Those who remember Khrushchev Remembers will see this smuggled taped memoir, by a Communist leader claiming to be a sometimes closet liberal, as a Chinese version.
Secret Memoir Reveals Dissent by Chinese Leader: In a long-secret memoir to be published in English and Chinese next week, just in time for the 20th anniversary of the Tiananmen Square crackdown, the former head of the Chinese Communist Party claims that the decision to impose martial law around Beijing in May 1989 was illegal and that the party's leaders could easily have negotiated a peaceful solution to the unrest.
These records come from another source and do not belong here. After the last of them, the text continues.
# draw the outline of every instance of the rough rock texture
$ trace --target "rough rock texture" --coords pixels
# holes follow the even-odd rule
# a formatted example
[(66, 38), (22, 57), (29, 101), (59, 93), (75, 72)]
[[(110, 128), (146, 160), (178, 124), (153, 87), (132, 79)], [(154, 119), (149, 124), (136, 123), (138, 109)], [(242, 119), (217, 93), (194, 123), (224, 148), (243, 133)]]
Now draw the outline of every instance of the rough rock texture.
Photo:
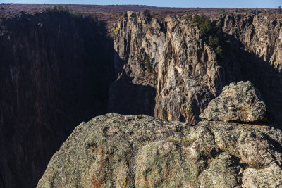
[(37, 187), (275, 187), (281, 165), (276, 125), (109, 113), (75, 128)]
[(117, 80), (109, 92), (108, 111), (154, 115), (156, 72), (165, 38), (161, 27), (156, 19), (149, 20), (142, 12), (128, 11), (115, 27)]
[(275, 15), (233, 15), (218, 23), (231, 41), (224, 60), (228, 82), (250, 80), (282, 125), (282, 19)]
[[(145, 108), (154, 108), (154, 115), (169, 120), (196, 124), (201, 120), (209, 102), (218, 96), (231, 82), (250, 80), (257, 87), (277, 123), (282, 123), (281, 20), (275, 16), (254, 15), (222, 15), (213, 24), (221, 28), (229, 46), (219, 60), (187, 16), (167, 17), (163, 22), (148, 20), (142, 13), (128, 12), (116, 28), (115, 64), (117, 74), (130, 77), (130, 83), (149, 85), (155, 103), (145, 107), (135, 106), (130, 91), (121, 89), (128, 84), (118, 77), (111, 91), (109, 112), (123, 112), (126, 105), (134, 113), (152, 115)], [(151, 57), (157, 76), (144, 71), (144, 59)], [(116, 101), (117, 96), (125, 99)], [(151, 101), (148, 89), (138, 89), (142, 97)], [(128, 97), (126, 97), (128, 96)], [(133, 107), (135, 106), (135, 107)]]
[(250, 82), (226, 86), (200, 117), (204, 120), (262, 123), (268, 118), (266, 106)]
[(114, 51), (101, 31), (65, 12), (0, 19), (0, 187), (35, 187), (75, 126), (106, 112)]

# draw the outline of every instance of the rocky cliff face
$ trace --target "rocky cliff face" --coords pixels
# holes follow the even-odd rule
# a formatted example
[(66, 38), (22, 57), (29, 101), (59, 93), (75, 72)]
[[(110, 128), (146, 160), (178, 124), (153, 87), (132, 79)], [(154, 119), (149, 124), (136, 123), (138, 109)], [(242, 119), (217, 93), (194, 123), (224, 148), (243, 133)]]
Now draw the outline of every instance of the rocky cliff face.
[(143, 13), (129, 11), (115, 27), (117, 80), (109, 92), (108, 111), (153, 115), (157, 65), (165, 41), (161, 25)]
[[(233, 109), (217, 103), (238, 97), (244, 99)], [(237, 108), (245, 104), (252, 104), (247, 112)], [(259, 92), (240, 82), (224, 87), (196, 125), (146, 115), (96, 117), (75, 128), (37, 187), (278, 187), (282, 132), (264, 124), (265, 109)]]
[[(282, 123), (279, 99), (282, 98), (276, 97), (282, 94), (281, 19), (224, 15), (214, 19), (212, 24), (221, 28), (224, 39), (230, 42), (223, 49), (223, 58), (216, 57), (214, 49), (187, 16), (168, 17), (158, 23), (154, 19), (149, 22), (142, 13), (128, 12), (116, 25), (116, 72), (130, 80), (156, 82), (150, 84), (156, 89), (156, 97), (154, 106), (149, 106), (154, 108), (156, 118), (195, 124), (208, 103), (219, 96), (225, 85), (250, 80), (261, 91), (276, 121)], [(140, 67), (145, 54), (150, 56), (157, 77), (147, 79), (149, 74)], [(117, 96), (118, 91), (124, 89), (113, 89), (112, 96)], [(132, 104), (128, 99), (122, 103)]]
[(224, 61), (227, 80), (250, 80), (282, 123), (282, 20), (275, 15), (223, 16), (219, 23), (231, 42)]
[(0, 187), (34, 187), (75, 126), (106, 113), (112, 44), (66, 12), (0, 23)]

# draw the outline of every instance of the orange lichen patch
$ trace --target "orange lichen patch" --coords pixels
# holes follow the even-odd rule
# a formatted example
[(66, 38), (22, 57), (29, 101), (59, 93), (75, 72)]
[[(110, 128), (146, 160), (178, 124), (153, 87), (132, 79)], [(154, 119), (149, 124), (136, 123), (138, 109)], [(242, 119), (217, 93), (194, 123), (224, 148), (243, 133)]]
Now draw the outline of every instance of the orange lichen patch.
[(114, 170), (115, 187), (123, 188), (126, 187), (128, 168), (125, 163), (118, 163)]
[(242, 113), (243, 113), (243, 117), (241, 118), (243, 120), (245, 120), (245, 121), (250, 121), (250, 120), (252, 120), (252, 118), (251, 118), (251, 117), (250, 115), (250, 113), (249, 113), (249, 111), (248, 111), (247, 108), (245, 108), (241, 106), (241, 107), (238, 108), (238, 110), (240, 111), (241, 111)]
[(100, 166), (98, 168), (98, 172), (92, 174), (91, 175), (91, 183), (92, 185), (90, 187), (92, 188), (101, 188), (104, 187), (105, 185), (105, 177), (106, 173), (102, 172), (102, 169), (106, 168), (106, 164), (105, 163), (105, 151), (103, 147), (96, 147), (94, 146), (93, 149), (95, 153), (99, 156), (99, 161), (100, 162)]
[(223, 96), (229, 96), (231, 94), (234, 94), (235, 92), (236, 91), (235, 90), (235, 89), (232, 88), (232, 89), (228, 89), (228, 91), (226, 91), (226, 92), (222, 93), (221, 94)]
[(91, 188), (102, 188), (105, 186), (105, 182), (104, 181), (104, 176), (101, 177), (97, 177), (95, 175), (92, 175), (91, 176)]

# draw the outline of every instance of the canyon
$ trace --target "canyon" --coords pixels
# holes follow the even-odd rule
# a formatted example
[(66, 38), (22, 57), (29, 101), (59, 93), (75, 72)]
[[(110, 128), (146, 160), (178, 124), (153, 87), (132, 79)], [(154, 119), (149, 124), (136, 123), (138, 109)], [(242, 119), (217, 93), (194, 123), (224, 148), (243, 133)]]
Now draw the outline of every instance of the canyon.
[[(267, 164), (264, 159), (255, 162), (247, 161), (247, 156), (242, 156), (246, 151), (238, 151), (241, 149), (239, 146), (233, 146), (232, 151), (228, 151), (227, 146), (223, 146), (223, 144), (221, 143), (229, 142), (224, 138), (219, 138), (219, 144), (212, 143), (214, 139), (212, 136), (203, 142), (212, 143), (212, 146), (207, 148), (208, 152), (214, 149), (217, 151), (217, 154), (212, 157), (213, 160), (216, 158), (213, 161), (214, 163), (219, 163), (216, 161), (221, 160), (230, 162), (240, 158), (245, 161), (243, 163), (247, 164), (247, 167), (255, 167), (255, 170), (253, 170), (255, 171), (259, 168), (269, 168), (273, 165), (275, 166), (274, 168), (267, 169), (270, 171), (278, 169), (276, 172), (278, 172), (278, 176), (281, 163), (279, 161), (281, 152), (281, 125), (282, 125), (282, 67), (280, 66), (282, 62), (282, 19), (275, 15), (239, 13), (221, 15), (212, 18), (210, 24), (219, 28), (223, 36), (221, 39), (226, 44), (226, 46), (223, 46), (222, 56), (219, 56), (216, 49), (209, 45), (208, 39), (201, 35), (199, 27), (191, 20), (192, 16), (168, 15), (159, 20), (148, 17), (143, 12), (128, 11), (123, 13), (114, 24), (114, 30), (111, 31), (112, 37), (107, 35), (109, 31), (106, 28), (109, 27), (106, 27), (103, 22), (97, 22), (84, 15), (75, 15), (68, 11), (49, 11), (33, 15), (23, 13), (13, 18), (1, 19), (1, 187), (35, 187), (51, 157), (77, 125), (82, 121), (88, 121), (97, 115), (112, 112), (122, 115), (144, 114), (172, 122), (177, 120), (179, 123), (176, 125), (182, 125), (179, 126), (185, 127), (185, 129), (189, 125), (190, 127), (188, 126), (190, 128), (187, 129), (195, 132), (197, 132), (195, 130), (196, 128), (192, 127), (197, 125), (196, 126), (202, 126), (199, 129), (203, 129), (199, 131), (206, 132), (203, 134), (207, 135), (213, 134), (209, 132), (209, 127), (216, 130), (216, 133), (214, 134), (220, 134), (219, 132), (221, 132), (221, 127), (233, 127), (230, 129), (239, 132), (240, 130), (244, 130), (243, 124), (263, 124), (267, 128), (259, 128), (261, 133), (257, 133), (252, 127), (247, 131), (255, 132), (253, 134), (258, 137), (264, 139), (266, 137), (273, 139), (266, 139), (265, 143), (270, 142), (274, 144), (264, 146), (266, 147), (264, 149), (274, 147), (271, 148), (273, 152), (271, 153), (276, 156), (276, 159), (271, 161), (266, 157), (267, 160), (271, 161)], [(247, 113), (250, 111), (247, 108), (244, 108), (245, 105), (237, 106), (235, 103), (240, 101), (240, 97), (245, 96), (240, 96), (239, 99), (231, 99), (231, 101), (235, 101), (233, 104), (227, 103), (229, 106), (224, 107), (224, 109), (227, 108), (242, 112), (228, 115), (228, 118), (225, 113), (223, 113), (221, 118), (219, 117), (217, 113), (212, 111), (214, 107), (212, 107), (212, 109), (208, 108), (212, 105), (211, 101), (220, 96), (224, 87), (239, 81), (250, 81), (252, 87), (257, 88), (260, 92), (259, 94), (257, 94), (257, 92), (255, 93), (265, 102), (265, 113), (263, 113), (265, 115), (261, 119), (252, 120), (252, 118), (255, 118), (253, 117), (257, 117), (252, 115), (247, 115), (249, 116), (245, 118), (242, 118), (245, 117), (245, 113)], [(257, 102), (254, 99), (251, 99), (253, 101), (250, 103)], [(214, 104), (213, 106), (214, 106), (216, 105)], [(207, 115), (206, 109), (209, 109), (211, 114)], [(222, 110), (219, 111), (222, 112)], [(149, 137), (152, 142), (159, 142), (157, 145), (153, 142), (152, 146), (148, 145), (147, 147), (158, 147), (159, 144), (161, 144), (161, 147), (168, 146), (170, 151), (177, 150), (176, 153), (172, 153), (176, 158), (178, 158), (179, 153), (182, 155), (184, 152), (182, 149), (178, 151), (177, 148), (178, 144), (183, 144), (176, 141), (167, 142), (165, 139), (171, 136), (173, 137), (173, 140), (185, 139), (185, 137), (183, 136), (178, 137), (176, 134), (171, 135), (172, 132), (169, 131), (183, 134), (183, 131), (188, 130), (178, 130), (177, 126), (174, 127), (175, 125), (173, 125), (173, 128), (166, 130), (166, 133), (162, 134), (161, 138), (152, 138), (154, 134), (158, 135), (157, 132), (152, 130), (154, 126), (161, 127), (163, 124), (172, 125), (173, 123), (164, 120), (155, 120), (148, 116), (124, 117), (110, 113), (104, 118), (96, 118), (94, 121), (97, 123), (93, 123), (97, 124), (95, 126), (100, 130), (99, 124), (114, 124), (114, 121), (120, 121), (125, 118), (130, 119), (129, 121), (133, 118), (135, 120), (132, 121), (136, 121), (137, 123), (139, 119), (145, 118), (145, 122), (140, 123), (151, 123), (152, 126), (149, 125), (148, 130), (148, 130), (143, 132), (142, 128), (140, 130), (140, 134), (144, 137)], [(230, 119), (230, 117), (232, 118)], [(251, 120), (248, 122), (246, 119)], [(231, 122), (231, 125), (225, 125), (225, 121)], [(269, 125), (274, 123), (277, 125)], [(87, 124), (87, 127), (91, 127), (90, 124)], [(208, 126), (206, 124), (212, 125)], [(119, 126), (125, 125), (118, 127)], [(271, 133), (265, 133), (265, 130), (269, 130), (271, 127), (275, 130), (271, 130)], [(70, 138), (74, 139), (73, 135), (84, 129), (82, 125), (78, 126)], [(106, 130), (108, 129), (109, 127)], [(101, 128), (102, 132), (120, 134), (118, 132), (121, 130), (116, 131), (115, 127), (111, 127), (111, 125), (109, 130), (114, 133)], [(133, 127), (133, 130), (134, 132), (139, 132), (138, 129)], [(126, 132), (126, 128), (123, 128), (123, 132)], [(111, 137), (114, 136), (113, 135)], [(93, 137), (96, 138), (96, 136), (99, 137), (101, 135), (95, 134)], [(68, 139), (66, 143), (75, 144), (75, 141), (71, 141), (71, 139)], [(82, 138), (79, 139), (80, 140), (78, 143), (81, 144)], [(116, 146), (123, 151), (123, 146), (126, 147), (128, 144), (128, 141), (121, 140), (121, 138), (118, 140), (123, 146)], [(192, 144), (194, 141), (188, 142)], [(252, 143), (257, 142), (255, 140)], [(102, 144), (108, 146), (106, 143)], [(145, 146), (139, 142), (138, 144)], [(66, 146), (63, 146), (62, 150), (65, 149)], [(77, 146), (80, 147), (79, 145)], [(247, 147), (247, 145), (242, 147), (244, 146)], [(90, 153), (103, 153), (105, 151), (94, 144), (91, 145), (91, 148), (94, 148), (94, 150), (90, 151)], [(73, 153), (73, 156), (68, 156), (70, 160), (77, 160), (76, 158), (78, 157), (75, 153), (75, 146), (73, 146), (68, 151), (70, 152), (68, 153)], [(112, 146), (109, 146), (109, 149), (110, 152)], [(140, 155), (146, 155), (149, 152), (146, 149), (138, 146), (130, 152), (127, 152), (129, 156), (123, 156), (122, 153), (117, 153), (117, 158), (126, 161), (122, 161), (123, 163), (129, 163), (129, 161), (132, 162), (136, 159), (129, 158), (133, 155), (132, 153), (141, 151)], [(204, 149), (203, 152), (206, 153), (207, 151)], [(253, 158), (257, 157), (255, 153), (257, 151), (259, 151), (252, 153)], [(61, 153), (59, 152), (57, 153)], [(66, 157), (62, 154), (56, 154), (54, 158), (58, 156), (61, 158)], [(207, 156), (207, 158), (210, 158), (209, 154)], [(209, 159), (207, 160), (207, 160), (203, 163), (210, 164)], [(45, 173), (49, 173), (48, 170), (51, 170), (48, 169), (50, 168), (59, 168), (56, 163), (67, 163), (58, 158), (51, 160), (50, 163), (56, 163), (56, 167), (49, 167)], [(85, 164), (85, 161), (82, 163)], [(121, 168), (118, 167), (116, 170), (118, 175), (124, 170), (135, 174), (131, 168), (131, 163), (125, 166), (121, 163), (120, 161), (118, 165), (121, 165)], [(143, 166), (146, 165), (144, 163), (146, 161), (142, 163), (138, 170), (142, 171), (146, 168)], [(247, 168), (243, 164), (238, 165), (237, 162), (235, 164), (242, 166), (244, 170)], [(68, 168), (69, 167), (66, 167)], [(69, 170), (75, 170), (74, 167), (72, 168)], [(97, 168), (94, 167), (94, 169), (95, 168)], [(212, 172), (214, 170), (204, 167), (197, 168), (202, 170), (204, 168)], [(249, 176), (242, 179), (240, 175), (240, 177), (237, 175), (233, 175), (237, 173), (232, 170), (230, 175), (233, 177), (233, 179), (231, 178), (233, 181), (226, 186), (242, 184), (239, 183), (242, 180), (245, 184), (252, 184), (250, 180), (254, 179), (250, 177), (252, 176), (250, 173)], [(137, 175), (137, 180), (130, 176), (131, 173), (126, 173), (124, 175), (128, 177), (125, 180), (130, 180), (130, 182), (125, 184), (128, 187), (133, 185), (135, 181), (140, 182), (140, 186), (143, 183), (146, 184), (147, 182), (144, 180), (147, 179), (142, 176), (141, 171)], [(257, 171), (256, 173), (260, 173), (259, 170)], [(202, 174), (202, 176), (216, 176), (214, 173), (212, 174), (212, 175), (209, 173)], [(54, 175), (50, 173), (50, 176)], [(64, 174), (61, 175), (63, 176)], [(85, 178), (92, 183), (94, 182), (97, 186), (102, 186), (104, 183), (107, 184), (109, 180), (114, 180), (106, 175), (99, 175), (101, 177), (92, 177), (92, 180), (89, 180), (90, 177), (85, 176)], [(75, 177), (72, 178), (75, 179)], [(153, 180), (152, 178), (149, 180)], [(183, 181), (184, 179), (181, 180)], [(119, 184), (123, 182), (123, 180), (116, 181)], [(45, 187), (48, 183), (39, 183), (39, 187)], [(153, 185), (156, 182), (148, 183)], [(206, 183), (206, 186), (210, 184), (210, 182)]]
The posthumous appearance of Zhao's memoir, which he dictated onto audiotapes and the publisher has titled “Prisoner of the State: The Secret Journal of Premier Zhao Ziyang,” marks the first time since the establishment of the People's Republic of China 60 years ago that a senior Chinese leader has spoken out so directly against the party and its system.
Reaching from the grave, Zhao pillories a conservative wing of the party for missteps that led to the bloody crackdown, which began after dark on June 3, 1989, and left hundreds dead. Few in China's leadership at the time escape Zhao's criticism. He castigates Deng Xiaoping, the man credited with opening China to the West and launching its economic reforms; Li Peng, the dour premier at the time of the Tiananmen tragedy; Deng Liqun, a hard-line party theoretician; Li Xiannian, a former vice president; and even Hu Yaobang, Zhao's longtime ally, whose death April 15, 1989, touched off the student-led protests.
I'm holding out for the North Korean version, myself.